As the White House prepares for a bipartisan summit on health care later this month, the rhetoric and reality of the President’s plans for health care reform continue to conflict. President Obama claims that he wants to bring congressional Republicans to the table to achieve health care reform. However, he has also expressed the desire to present a final piece of legislation prior to the summit, focusing on marrying the differing ideas of House and Senate Democrats rather than those of Democrats and Republicans. In any case, this is not off to a bipartisan start.
Though the White House perseveres in pushing the main elements of the massive Democratic health care bills, the unpopularity of these legislative proposals soars; it is a stark fact of life that is unacknowledged by the President. A classic example of a provision that is highly unpopular is the excise tax on “high value” health plans included in the Senate bill to raise revenue to cover the uninsured. The tax increase is a tax increase; it is not a much needed reform of the inequitable tax treatment of health insurance. Though support from Democrats in Congress and even labor leaders who helped cut the deal continues to dwindle, the White House continues to urge Congress to include the Senate excise tax in a final health bill.

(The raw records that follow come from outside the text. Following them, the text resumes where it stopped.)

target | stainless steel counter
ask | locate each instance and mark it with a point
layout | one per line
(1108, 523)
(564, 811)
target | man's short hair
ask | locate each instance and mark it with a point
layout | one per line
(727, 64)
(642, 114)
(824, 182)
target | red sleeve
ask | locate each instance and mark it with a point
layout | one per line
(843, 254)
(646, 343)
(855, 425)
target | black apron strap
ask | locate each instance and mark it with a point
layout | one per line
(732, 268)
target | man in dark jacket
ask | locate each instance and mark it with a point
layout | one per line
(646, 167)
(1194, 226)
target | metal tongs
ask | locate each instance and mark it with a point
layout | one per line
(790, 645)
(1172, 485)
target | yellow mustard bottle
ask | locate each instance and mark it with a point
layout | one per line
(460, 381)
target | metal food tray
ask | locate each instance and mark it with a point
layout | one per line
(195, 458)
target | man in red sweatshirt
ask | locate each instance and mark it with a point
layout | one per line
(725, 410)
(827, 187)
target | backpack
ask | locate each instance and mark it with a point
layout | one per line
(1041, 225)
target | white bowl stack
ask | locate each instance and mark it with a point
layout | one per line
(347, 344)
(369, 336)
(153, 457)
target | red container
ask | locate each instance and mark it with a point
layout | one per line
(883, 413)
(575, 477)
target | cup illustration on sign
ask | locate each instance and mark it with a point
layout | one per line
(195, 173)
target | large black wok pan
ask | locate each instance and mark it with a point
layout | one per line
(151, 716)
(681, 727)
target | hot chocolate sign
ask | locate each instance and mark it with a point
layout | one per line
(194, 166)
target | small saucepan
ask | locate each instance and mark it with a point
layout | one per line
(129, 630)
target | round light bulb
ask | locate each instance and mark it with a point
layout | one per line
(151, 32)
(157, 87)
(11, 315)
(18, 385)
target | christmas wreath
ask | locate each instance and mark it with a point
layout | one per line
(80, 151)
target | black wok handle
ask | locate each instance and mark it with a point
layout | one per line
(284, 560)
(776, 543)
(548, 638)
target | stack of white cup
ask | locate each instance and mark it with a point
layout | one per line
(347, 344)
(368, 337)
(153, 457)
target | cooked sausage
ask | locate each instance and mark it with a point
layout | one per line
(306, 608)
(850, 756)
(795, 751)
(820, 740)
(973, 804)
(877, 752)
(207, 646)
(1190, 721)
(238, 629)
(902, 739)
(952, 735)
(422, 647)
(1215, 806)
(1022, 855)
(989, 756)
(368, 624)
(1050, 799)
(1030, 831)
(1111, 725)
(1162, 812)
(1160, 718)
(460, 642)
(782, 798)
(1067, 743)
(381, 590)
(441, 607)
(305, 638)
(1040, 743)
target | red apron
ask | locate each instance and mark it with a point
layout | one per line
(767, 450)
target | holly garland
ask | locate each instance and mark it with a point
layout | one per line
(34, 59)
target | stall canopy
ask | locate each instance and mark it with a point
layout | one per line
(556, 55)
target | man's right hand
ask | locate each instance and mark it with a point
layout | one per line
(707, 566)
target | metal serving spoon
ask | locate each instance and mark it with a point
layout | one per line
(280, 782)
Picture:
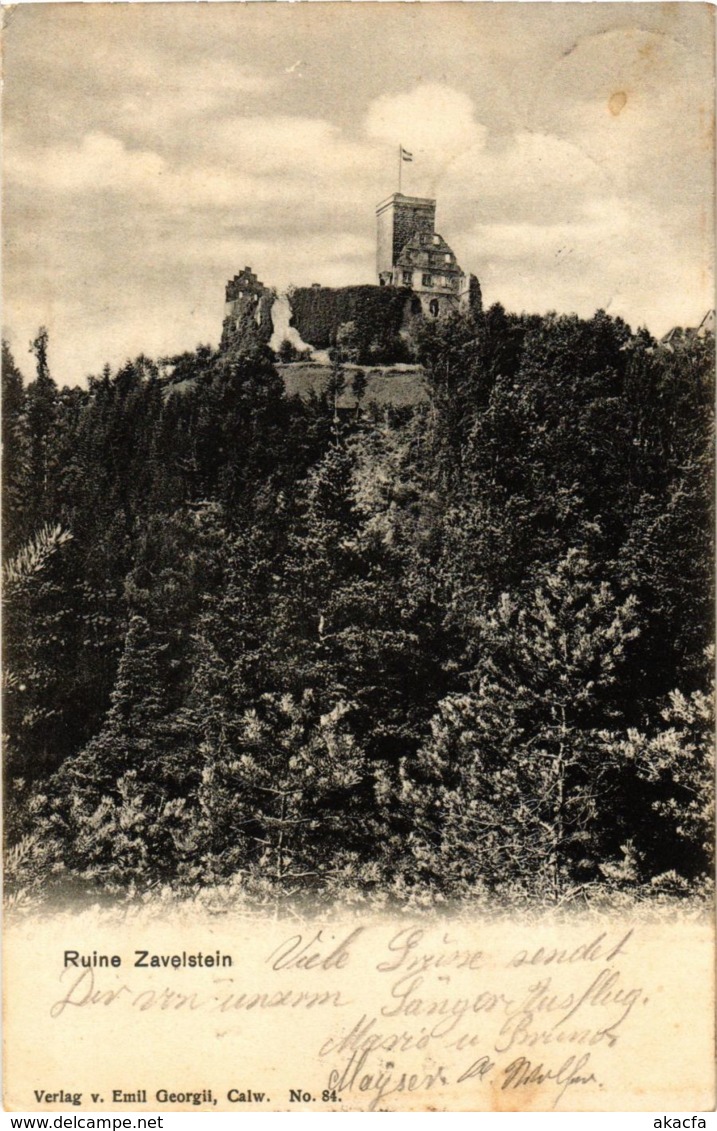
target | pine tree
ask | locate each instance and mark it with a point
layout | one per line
(515, 784)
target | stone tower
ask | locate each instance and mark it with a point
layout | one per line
(411, 253)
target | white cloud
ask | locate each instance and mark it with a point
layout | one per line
(433, 121)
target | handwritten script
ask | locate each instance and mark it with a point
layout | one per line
(409, 1017)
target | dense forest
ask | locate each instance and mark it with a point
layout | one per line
(449, 652)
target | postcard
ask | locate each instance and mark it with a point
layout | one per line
(357, 559)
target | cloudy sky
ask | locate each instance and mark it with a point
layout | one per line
(153, 149)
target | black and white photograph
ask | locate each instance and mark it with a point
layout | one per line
(357, 495)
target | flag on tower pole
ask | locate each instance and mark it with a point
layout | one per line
(403, 155)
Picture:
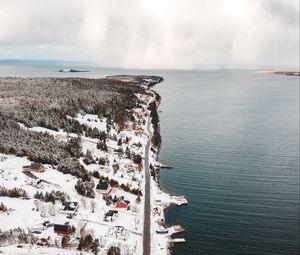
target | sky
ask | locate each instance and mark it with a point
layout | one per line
(156, 34)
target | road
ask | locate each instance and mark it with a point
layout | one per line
(147, 209)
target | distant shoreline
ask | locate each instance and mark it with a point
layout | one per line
(280, 72)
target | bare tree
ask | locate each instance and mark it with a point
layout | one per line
(93, 205)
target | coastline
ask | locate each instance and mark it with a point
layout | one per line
(86, 130)
(162, 243)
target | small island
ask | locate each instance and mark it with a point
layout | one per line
(79, 169)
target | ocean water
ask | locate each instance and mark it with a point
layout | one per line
(233, 137)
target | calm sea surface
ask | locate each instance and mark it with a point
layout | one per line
(234, 139)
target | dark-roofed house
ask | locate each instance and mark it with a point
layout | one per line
(103, 187)
(70, 207)
(110, 215)
(34, 167)
(65, 229)
(121, 203)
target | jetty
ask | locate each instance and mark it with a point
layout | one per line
(161, 165)
(178, 240)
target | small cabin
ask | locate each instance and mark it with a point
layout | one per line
(65, 229)
(121, 203)
(34, 167)
(103, 187)
(70, 206)
(110, 215)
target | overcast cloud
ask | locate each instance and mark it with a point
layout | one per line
(153, 33)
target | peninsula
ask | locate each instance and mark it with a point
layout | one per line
(78, 167)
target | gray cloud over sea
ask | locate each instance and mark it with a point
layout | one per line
(153, 33)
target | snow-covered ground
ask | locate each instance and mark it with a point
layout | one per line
(31, 213)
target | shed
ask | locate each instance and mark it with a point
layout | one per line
(65, 229)
(70, 206)
(120, 203)
(103, 187)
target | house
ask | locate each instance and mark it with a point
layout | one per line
(34, 167)
(156, 211)
(110, 215)
(70, 207)
(65, 229)
(103, 187)
(121, 203)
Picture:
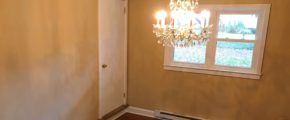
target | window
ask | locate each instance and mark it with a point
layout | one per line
(236, 45)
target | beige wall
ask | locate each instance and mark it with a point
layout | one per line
(48, 60)
(214, 97)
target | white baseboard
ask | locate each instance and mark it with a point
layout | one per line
(140, 111)
(134, 110)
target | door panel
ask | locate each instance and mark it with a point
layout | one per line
(112, 47)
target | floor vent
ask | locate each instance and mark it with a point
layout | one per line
(171, 116)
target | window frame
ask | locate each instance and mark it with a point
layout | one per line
(262, 10)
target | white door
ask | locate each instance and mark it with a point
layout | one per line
(112, 54)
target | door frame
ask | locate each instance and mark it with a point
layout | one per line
(125, 60)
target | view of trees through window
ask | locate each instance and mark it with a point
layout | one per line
(229, 52)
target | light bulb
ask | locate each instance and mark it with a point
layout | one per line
(161, 14)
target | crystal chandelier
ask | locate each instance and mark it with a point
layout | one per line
(185, 28)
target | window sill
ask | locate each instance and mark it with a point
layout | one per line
(213, 72)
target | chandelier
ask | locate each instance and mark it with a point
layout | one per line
(185, 28)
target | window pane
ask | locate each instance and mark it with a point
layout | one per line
(238, 26)
(234, 54)
(194, 54)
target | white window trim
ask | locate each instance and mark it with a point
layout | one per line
(209, 67)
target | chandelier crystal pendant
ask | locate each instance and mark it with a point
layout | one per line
(185, 28)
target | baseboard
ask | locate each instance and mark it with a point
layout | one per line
(140, 111)
(114, 113)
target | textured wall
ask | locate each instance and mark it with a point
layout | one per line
(48, 60)
(214, 97)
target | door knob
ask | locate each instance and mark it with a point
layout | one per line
(104, 66)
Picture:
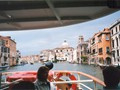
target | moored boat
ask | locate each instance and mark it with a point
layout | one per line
(4, 67)
(56, 77)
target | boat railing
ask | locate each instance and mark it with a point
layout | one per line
(5, 85)
(80, 83)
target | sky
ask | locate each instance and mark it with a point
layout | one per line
(33, 41)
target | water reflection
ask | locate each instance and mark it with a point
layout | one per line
(89, 69)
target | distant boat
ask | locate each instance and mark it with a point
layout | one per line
(4, 67)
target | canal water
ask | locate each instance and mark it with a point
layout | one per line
(89, 69)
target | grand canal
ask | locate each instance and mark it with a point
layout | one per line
(89, 69)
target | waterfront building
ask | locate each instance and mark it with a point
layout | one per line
(11, 44)
(44, 55)
(94, 49)
(101, 47)
(4, 54)
(115, 41)
(18, 56)
(82, 50)
(64, 52)
(104, 47)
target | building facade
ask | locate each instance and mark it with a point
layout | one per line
(115, 42)
(11, 44)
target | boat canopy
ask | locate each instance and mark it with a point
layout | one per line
(40, 14)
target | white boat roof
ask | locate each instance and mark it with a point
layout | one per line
(39, 14)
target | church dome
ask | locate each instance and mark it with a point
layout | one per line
(65, 44)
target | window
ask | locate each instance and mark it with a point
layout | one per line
(113, 43)
(107, 49)
(117, 41)
(116, 29)
(107, 37)
(100, 51)
(117, 52)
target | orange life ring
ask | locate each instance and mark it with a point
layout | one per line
(71, 77)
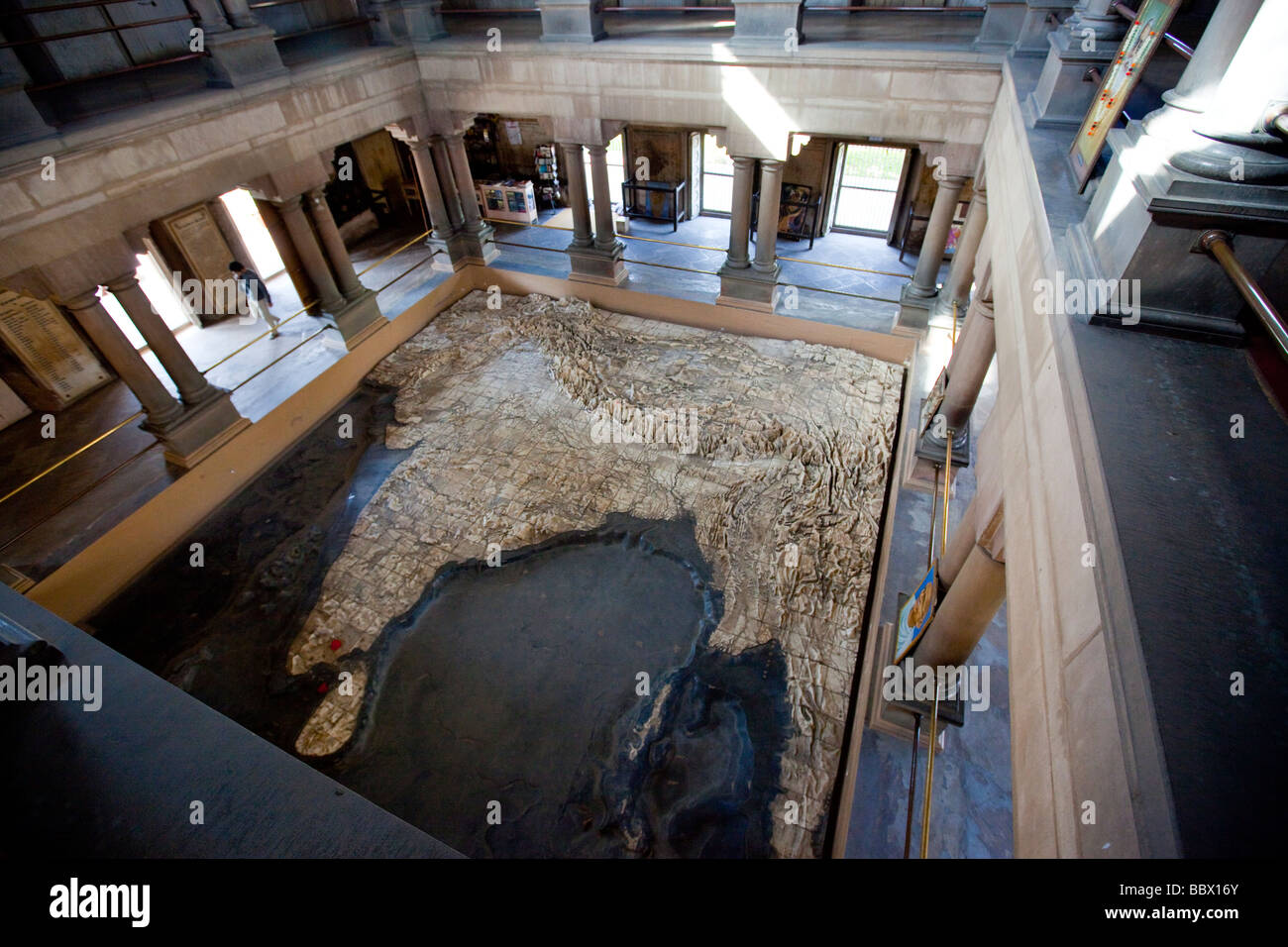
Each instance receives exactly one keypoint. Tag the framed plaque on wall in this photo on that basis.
(38, 333)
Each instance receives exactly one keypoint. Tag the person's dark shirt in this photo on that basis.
(250, 281)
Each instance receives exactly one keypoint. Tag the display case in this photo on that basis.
(548, 175)
(507, 200)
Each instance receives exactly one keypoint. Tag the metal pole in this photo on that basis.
(930, 772)
(934, 513)
(948, 474)
(912, 779)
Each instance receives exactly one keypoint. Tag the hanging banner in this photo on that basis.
(915, 613)
(1142, 38)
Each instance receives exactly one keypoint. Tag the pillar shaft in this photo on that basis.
(578, 198)
(1212, 55)
(428, 178)
(767, 221)
(961, 274)
(333, 244)
(923, 279)
(605, 235)
(310, 254)
(961, 541)
(191, 382)
(464, 180)
(969, 365)
(739, 213)
(447, 180)
(965, 612)
(158, 402)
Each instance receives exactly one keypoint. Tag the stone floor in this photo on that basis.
(777, 451)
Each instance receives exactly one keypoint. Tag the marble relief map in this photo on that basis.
(533, 419)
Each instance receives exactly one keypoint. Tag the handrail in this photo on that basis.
(1216, 244)
(1181, 48)
(138, 415)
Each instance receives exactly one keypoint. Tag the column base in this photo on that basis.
(914, 309)
(20, 121)
(447, 258)
(1063, 94)
(421, 21)
(601, 266)
(200, 431)
(243, 56)
(359, 320)
(478, 244)
(763, 25)
(572, 21)
(1137, 245)
(747, 289)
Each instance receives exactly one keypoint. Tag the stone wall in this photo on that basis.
(1073, 740)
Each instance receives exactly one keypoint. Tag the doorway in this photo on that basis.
(867, 187)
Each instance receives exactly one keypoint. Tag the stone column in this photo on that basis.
(1253, 86)
(751, 283)
(1166, 183)
(191, 382)
(428, 178)
(333, 244)
(923, 279)
(572, 21)
(739, 213)
(965, 612)
(970, 361)
(355, 315)
(161, 407)
(446, 239)
(451, 195)
(1198, 82)
(767, 218)
(241, 55)
(601, 261)
(973, 355)
(478, 232)
(423, 20)
(1035, 27)
(1087, 40)
(310, 254)
(210, 16)
(961, 273)
(578, 198)
(1001, 26)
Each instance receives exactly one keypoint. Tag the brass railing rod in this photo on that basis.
(720, 249)
(81, 495)
(1216, 244)
(53, 467)
(394, 253)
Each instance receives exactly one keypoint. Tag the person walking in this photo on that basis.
(257, 294)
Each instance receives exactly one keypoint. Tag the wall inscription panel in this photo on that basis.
(201, 243)
(38, 333)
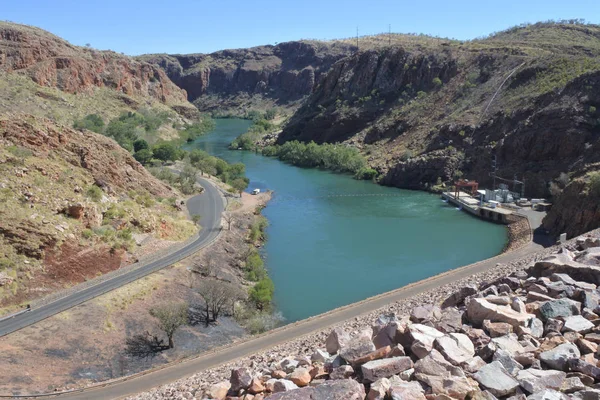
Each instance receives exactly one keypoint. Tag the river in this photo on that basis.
(333, 240)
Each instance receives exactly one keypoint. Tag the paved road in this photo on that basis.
(209, 205)
(186, 368)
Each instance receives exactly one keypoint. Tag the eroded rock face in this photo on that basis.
(346, 389)
(51, 61)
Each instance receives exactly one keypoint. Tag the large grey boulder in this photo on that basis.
(346, 389)
(336, 339)
(535, 380)
(422, 337)
(479, 309)
(578, 365)
(558, 357)
(356, 348)
(496, 379)
(240, 379)
(406, 390)
(377, 369)
(458, 297)
(577, 323)
(559, 308)
(548, 394)
(456, 347)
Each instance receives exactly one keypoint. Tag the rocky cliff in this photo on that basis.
(256, 77)
(70, 203)
(52, 62)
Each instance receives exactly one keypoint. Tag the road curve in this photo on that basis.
(151, 379)
(209, 205)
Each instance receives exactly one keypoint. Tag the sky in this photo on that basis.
(137, 27)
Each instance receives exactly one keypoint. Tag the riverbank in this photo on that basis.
(85, 344)
(305, 345)
(497, 286)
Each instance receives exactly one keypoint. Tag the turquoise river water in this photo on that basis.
(326, 248)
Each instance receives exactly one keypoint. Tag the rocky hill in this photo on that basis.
(424, 114)
(71, 203)
(526, 331)
(255, 78)
(45, 75)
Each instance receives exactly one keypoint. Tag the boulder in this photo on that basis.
(434, 364)
(453, 387)
(567, 280)
(256, 386)
(375, 355)
(559, 308)
(535, 380)
(342, 372)
(218, 391)
(346, 389)
(455, 347)
(379, 389)
(572, 385)
(495, 329)
(428, 312)
(319, 356)
(577, 365)
(458, 297)
(509, 343)
(356, 348)
(406, 390)
(422, 337)
(377, 369)
(558, 357)
(494, 377)
(240, 379)
(510, 365)
(301, 377)
(480, 309)
(548, 394)
(336, 339)
(577, 323)
(283, 385)
(562, 263)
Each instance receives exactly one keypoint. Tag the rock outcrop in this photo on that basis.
(51, 61)
(559, 362)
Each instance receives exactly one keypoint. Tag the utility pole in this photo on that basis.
(494, 172)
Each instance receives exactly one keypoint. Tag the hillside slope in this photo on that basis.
(422, 114)
(45, 75)
(70, 203)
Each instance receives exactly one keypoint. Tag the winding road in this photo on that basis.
(209, 205)
(170, 373)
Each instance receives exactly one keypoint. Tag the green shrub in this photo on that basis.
(94, 193)
(92, 122)
(366, 173)
(19, 151)
(261, 294)
(595, 183)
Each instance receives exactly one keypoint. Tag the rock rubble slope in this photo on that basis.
(530, 334)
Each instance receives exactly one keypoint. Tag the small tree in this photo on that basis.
(217, 296)
(144, 346)
(170, 317)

A poll done by the AFL-CIO found that the new Senator Scott Brown (R-MA), who ran on the platform of opposition to Obamacare, won 49 percent of the vote among union members. His opponent, Democrat Martha Coakley, received just 46 percent of the Massachusetts union vote. This is a stunning political development. And that’s even after union leaders cut a sweetheart deal for union workers exempting them from the excise tax on high-cost health plans and thus shifting those costs onto the rest of American households that had similar health plans. In January, Rasmussen reported that 63 percent of all Americans opposed an excise tax on Cadillac plans. When union members are exempt from the tax, opposition rises to 70 percent.
The excise tax is, in fact, a middle class tax increase—in direct violation of the President’s high profile promise not to raise taxes on American households making less than $250,000 per year. The special tax represents just one of many provisions of Obamacare which have plummeted in public approval ratings. Most Americans say they want Congress to start over again on health care reform. Clearly, ordinary Americans aren’t buying the White House’s prescriptions for overhauling the health care system. A constituent of Rep. Edward Markey (D-MA), quoted in the New York Times, said it best: “Eddie, I’ve voted for you my whole life. But if you think you will tax my benefits and give the money to Ben Nelson in Nebraska, you’re crazy.”